Dear John…. please put your thinking cap on

On Saturday (tomorrow) New Zealand Prime Minister John Key will meet with US Secretary of State Hillary Clinton at the Pacific Forum to discuss a joint proposal for marine protection in the Ross Sea.

Mr Key is an astute businessman and as he heads into these talks I hope he remembers a basic business principal –  point of difference  because the Ross Sea has a major one. To date, unlike every other ocean ecosystem on Earth it has escaped significant human impact – the Ross Sea is the most pristine marine ecosystem on Earth. (Halpern et al 2008)

photo John Weller

In wikipedia it says “The key points of difference of a company (insert the Ross Sea here) are synonymous with its unique selling proposition (USP) and although not interchangeable,  are critical in defining its competitive advantage and branding strategy.”

If the Ross Sea was a brand, The Last Ocean says it all. So any entrepreneur worth his or her weight would surely ask ‘why are we not be capitlising on that? New Zealand certainly hasn’t. Establishing the toothfish fishery was based on the traditional exploitative approach. There have been no studies (that I know of) on the value that tourism in the Ross Sea has or could bring to New Zealand, so lets just throw another idea into the mix.

photo John Weller

Instead of fishing in the Ross Sea  –  what if we were to sell it as the most pristine marine ecosystem on Earth – for the world to visit, to study, to celebrate and share. If we allowed nations to responsibly profit from that, whether it be science, research or tourism – the buy in, I’m sure would be huge.
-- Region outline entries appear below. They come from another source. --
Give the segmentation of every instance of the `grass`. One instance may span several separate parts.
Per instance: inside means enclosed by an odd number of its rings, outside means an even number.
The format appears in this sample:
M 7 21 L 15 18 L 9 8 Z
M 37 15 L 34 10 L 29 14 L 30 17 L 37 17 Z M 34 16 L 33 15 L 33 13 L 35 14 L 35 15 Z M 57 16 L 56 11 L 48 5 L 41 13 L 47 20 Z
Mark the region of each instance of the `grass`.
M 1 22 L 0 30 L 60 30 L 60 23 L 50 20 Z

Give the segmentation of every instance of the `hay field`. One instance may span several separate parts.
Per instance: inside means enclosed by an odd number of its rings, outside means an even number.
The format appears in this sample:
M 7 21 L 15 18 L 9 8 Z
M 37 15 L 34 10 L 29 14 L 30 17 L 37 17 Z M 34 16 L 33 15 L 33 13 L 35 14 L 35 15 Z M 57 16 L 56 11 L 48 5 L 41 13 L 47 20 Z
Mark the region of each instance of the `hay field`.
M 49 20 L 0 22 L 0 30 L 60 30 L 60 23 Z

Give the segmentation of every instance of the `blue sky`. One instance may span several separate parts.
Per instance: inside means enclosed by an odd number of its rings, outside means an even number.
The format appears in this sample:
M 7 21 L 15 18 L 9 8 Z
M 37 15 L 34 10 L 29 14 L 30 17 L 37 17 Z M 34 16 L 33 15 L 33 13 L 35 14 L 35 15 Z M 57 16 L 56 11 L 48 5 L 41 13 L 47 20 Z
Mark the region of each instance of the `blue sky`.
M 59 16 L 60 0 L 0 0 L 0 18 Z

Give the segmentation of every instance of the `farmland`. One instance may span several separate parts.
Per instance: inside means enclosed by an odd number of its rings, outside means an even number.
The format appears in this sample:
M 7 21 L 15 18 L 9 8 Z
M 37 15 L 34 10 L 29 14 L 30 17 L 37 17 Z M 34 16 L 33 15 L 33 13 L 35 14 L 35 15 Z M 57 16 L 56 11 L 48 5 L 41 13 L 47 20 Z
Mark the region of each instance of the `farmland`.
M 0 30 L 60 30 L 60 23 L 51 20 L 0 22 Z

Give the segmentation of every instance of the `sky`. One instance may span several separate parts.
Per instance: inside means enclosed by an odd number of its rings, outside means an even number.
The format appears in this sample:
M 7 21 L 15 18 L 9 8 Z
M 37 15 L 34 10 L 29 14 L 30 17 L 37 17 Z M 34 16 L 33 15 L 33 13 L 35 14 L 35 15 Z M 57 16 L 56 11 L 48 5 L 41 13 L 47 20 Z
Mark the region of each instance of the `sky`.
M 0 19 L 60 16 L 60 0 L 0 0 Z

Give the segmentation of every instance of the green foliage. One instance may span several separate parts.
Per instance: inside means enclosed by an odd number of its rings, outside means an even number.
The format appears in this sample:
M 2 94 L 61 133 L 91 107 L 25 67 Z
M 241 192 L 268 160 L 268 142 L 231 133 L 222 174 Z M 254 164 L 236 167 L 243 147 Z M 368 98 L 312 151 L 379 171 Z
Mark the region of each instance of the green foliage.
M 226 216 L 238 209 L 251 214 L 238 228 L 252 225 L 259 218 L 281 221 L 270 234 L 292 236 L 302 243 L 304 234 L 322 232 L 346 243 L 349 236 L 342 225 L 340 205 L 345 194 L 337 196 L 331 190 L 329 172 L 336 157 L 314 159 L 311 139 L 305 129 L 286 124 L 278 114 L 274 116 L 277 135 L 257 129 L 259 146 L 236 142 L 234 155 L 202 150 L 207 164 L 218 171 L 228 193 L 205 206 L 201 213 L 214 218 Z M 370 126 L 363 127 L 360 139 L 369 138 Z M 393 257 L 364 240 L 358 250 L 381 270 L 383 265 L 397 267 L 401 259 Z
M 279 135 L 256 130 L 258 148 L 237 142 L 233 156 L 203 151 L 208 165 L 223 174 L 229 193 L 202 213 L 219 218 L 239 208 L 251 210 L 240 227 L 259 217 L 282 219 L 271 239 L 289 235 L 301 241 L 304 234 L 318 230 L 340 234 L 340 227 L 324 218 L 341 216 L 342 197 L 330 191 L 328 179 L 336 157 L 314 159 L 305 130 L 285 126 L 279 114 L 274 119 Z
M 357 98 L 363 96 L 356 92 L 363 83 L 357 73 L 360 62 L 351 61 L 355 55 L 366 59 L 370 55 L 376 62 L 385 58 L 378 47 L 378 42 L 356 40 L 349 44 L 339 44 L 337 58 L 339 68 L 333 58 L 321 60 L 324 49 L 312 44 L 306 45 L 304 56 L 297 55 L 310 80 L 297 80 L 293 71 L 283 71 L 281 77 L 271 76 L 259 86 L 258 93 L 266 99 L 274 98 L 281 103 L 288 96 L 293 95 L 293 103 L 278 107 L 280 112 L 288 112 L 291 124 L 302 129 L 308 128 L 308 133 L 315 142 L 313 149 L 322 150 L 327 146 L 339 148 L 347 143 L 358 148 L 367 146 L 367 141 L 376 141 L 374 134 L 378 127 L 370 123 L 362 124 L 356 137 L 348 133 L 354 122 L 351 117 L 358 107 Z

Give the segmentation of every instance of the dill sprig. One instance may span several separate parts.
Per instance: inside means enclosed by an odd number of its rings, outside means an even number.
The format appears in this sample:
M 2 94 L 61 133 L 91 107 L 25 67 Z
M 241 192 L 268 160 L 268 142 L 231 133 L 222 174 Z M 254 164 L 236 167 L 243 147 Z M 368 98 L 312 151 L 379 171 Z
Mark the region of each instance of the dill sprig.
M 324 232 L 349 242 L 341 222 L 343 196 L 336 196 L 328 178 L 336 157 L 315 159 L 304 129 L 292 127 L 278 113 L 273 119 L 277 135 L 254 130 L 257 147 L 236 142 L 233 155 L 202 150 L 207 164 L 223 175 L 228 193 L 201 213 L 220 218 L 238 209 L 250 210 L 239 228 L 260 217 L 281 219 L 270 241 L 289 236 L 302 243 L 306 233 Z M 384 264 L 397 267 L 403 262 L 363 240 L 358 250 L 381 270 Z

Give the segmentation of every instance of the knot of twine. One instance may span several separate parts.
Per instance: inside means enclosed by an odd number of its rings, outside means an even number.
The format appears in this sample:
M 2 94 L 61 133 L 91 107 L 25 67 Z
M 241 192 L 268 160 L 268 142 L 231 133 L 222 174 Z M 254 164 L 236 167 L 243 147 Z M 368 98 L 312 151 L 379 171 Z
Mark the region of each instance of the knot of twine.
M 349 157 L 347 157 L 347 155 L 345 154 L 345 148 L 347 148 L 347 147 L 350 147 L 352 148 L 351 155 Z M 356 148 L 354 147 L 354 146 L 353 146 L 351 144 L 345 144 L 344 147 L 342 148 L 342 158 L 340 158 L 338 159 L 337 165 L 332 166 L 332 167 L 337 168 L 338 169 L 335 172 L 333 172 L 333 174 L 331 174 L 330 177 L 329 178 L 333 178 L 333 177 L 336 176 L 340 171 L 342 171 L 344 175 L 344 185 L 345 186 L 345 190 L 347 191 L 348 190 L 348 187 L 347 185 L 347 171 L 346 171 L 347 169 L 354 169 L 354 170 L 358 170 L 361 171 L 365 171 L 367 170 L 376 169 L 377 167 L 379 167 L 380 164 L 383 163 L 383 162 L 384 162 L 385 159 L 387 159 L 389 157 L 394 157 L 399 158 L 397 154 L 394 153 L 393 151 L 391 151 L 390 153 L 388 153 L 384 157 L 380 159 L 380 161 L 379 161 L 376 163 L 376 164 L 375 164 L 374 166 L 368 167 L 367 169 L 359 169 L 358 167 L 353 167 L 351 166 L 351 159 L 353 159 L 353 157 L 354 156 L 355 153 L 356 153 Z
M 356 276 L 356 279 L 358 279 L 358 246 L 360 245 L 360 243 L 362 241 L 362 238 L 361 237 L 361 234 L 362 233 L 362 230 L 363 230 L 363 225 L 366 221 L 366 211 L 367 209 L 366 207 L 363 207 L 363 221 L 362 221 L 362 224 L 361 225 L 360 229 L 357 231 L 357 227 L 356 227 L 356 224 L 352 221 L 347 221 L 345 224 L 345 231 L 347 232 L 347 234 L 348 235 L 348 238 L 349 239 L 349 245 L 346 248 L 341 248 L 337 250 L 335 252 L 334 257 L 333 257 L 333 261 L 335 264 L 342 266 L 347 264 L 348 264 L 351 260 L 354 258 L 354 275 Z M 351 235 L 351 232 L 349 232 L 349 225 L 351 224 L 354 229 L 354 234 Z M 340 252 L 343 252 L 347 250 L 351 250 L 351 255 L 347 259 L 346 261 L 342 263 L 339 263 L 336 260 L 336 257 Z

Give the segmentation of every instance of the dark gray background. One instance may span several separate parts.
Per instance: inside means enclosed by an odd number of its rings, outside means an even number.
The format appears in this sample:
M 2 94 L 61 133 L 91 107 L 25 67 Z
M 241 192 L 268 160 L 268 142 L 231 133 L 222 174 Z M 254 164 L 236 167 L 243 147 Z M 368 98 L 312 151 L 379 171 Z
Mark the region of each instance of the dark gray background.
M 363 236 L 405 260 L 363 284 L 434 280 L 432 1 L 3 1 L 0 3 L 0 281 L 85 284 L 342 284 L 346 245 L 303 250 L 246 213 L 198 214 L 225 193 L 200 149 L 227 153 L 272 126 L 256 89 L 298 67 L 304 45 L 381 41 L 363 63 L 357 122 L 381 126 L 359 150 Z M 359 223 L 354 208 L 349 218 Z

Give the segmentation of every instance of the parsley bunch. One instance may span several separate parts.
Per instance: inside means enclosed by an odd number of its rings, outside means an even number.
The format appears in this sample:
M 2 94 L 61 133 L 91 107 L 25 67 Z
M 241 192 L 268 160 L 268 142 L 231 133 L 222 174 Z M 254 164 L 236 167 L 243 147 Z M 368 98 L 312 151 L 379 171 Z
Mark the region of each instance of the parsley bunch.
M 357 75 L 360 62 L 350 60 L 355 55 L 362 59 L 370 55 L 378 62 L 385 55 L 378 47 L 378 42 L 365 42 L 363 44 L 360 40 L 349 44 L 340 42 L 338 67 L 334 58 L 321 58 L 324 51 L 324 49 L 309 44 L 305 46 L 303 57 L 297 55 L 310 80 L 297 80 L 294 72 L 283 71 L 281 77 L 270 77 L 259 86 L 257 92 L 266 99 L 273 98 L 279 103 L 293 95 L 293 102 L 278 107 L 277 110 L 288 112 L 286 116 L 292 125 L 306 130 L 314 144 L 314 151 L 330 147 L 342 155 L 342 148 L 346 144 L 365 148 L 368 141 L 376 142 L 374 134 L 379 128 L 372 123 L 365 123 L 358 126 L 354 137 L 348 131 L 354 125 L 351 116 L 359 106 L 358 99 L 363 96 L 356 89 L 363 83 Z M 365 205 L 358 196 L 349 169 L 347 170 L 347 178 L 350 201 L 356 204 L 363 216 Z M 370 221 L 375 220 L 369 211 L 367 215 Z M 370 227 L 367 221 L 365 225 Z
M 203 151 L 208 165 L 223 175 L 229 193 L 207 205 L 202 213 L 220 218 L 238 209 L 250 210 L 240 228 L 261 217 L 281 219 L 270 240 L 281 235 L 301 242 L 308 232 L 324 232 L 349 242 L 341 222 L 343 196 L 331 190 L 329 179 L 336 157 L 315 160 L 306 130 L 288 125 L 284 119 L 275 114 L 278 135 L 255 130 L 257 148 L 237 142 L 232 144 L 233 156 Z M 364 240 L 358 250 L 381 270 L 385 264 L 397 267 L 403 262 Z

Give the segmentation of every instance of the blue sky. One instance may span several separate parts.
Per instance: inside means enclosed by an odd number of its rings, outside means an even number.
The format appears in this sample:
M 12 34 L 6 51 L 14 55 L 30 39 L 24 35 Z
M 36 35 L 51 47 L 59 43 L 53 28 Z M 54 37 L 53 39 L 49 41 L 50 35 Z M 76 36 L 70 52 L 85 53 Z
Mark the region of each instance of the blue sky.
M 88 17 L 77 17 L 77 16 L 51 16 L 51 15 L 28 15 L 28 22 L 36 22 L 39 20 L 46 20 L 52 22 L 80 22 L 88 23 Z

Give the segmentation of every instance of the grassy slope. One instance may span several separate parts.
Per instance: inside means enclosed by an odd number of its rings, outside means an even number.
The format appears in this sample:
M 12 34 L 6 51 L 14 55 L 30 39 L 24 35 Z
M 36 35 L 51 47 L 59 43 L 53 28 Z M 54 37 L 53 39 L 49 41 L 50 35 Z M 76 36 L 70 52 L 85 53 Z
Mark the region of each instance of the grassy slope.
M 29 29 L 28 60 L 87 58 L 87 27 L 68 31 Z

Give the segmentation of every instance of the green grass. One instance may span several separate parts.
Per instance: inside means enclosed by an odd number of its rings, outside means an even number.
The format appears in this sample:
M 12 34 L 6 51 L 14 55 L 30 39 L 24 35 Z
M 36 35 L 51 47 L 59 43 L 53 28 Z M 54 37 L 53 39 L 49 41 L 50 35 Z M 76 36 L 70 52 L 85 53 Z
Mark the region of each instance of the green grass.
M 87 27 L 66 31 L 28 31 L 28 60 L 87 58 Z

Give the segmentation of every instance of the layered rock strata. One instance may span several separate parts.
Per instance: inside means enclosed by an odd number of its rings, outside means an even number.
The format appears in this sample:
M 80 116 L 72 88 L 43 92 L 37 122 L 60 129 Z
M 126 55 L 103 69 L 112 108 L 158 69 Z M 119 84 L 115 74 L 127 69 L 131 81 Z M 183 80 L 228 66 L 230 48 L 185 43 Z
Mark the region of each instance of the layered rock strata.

As general public from all over the world (including other fishing nations like South Korea and Russia) experience the Ross Sea and are touched and moved – they will understand why we want to protect these last places. As suggested by Stuart Prior, New Zealand could establish a world leading Antarctic centre in Christchurch, the gateway to Ross Sea. We could become a world leader – not in fishery management but in science, conservation and education.

And if we did refrain from exploitation, as the world gets busier and crazier – the Last Ocean will become more and more valuable. The asset grows in stature and value.

Photo John Weller

A not-so-smart business person will miss that opportunity and see the Ross Sea primarily as a place teeming with fish, easily caught and sent to the far-off  market’s. They will make profit on the day and they may make profit for a few years to come – but the daily profit diminishes the real value of the Ross Sea. The capital that has taking all preceeding history to build erodes away.

Humanity is noted for knowing the price of everything and the value of nothing. So, Mr Key, when it comes time to deciding what we should do in the Ross Sea I hope you think of the point of difference, because the world is full of second hand fishing grounds.

This clip from The Last Ocean Documentary highlights the Ross Sea’s point of difference. If you like this blog, please share, thanks, Peter Y.


One thought on “Dear John…. please put your thinking cap on

  1. The Ross Sea fishery has not been well thought out economically. Other than the short term ‘benefits’ attainable now, as in mining for gold, as the fish get smaller — this is a fact, this is happening and is the goal of the current fishery management plan — the cost of extraction will rise as increasingly more time will be required to extract the same tonnage of ore, errr fish. Cost of fuel and crew, as well as insurance, will be increasing, too. Moreover, the fishing season is getting shorter owing to climate change: sea ice is beginning to form sooner and lasting longer leaving a shorter and shorter ‘window’ in which to fish. More high-seas rescues and tragedies are in the future. On the other hand, leaving the Ross Sea as a “special place” will have sustainable returns forever, both in science and tourism potential and just knowing that this last part of Eden will continue to exist.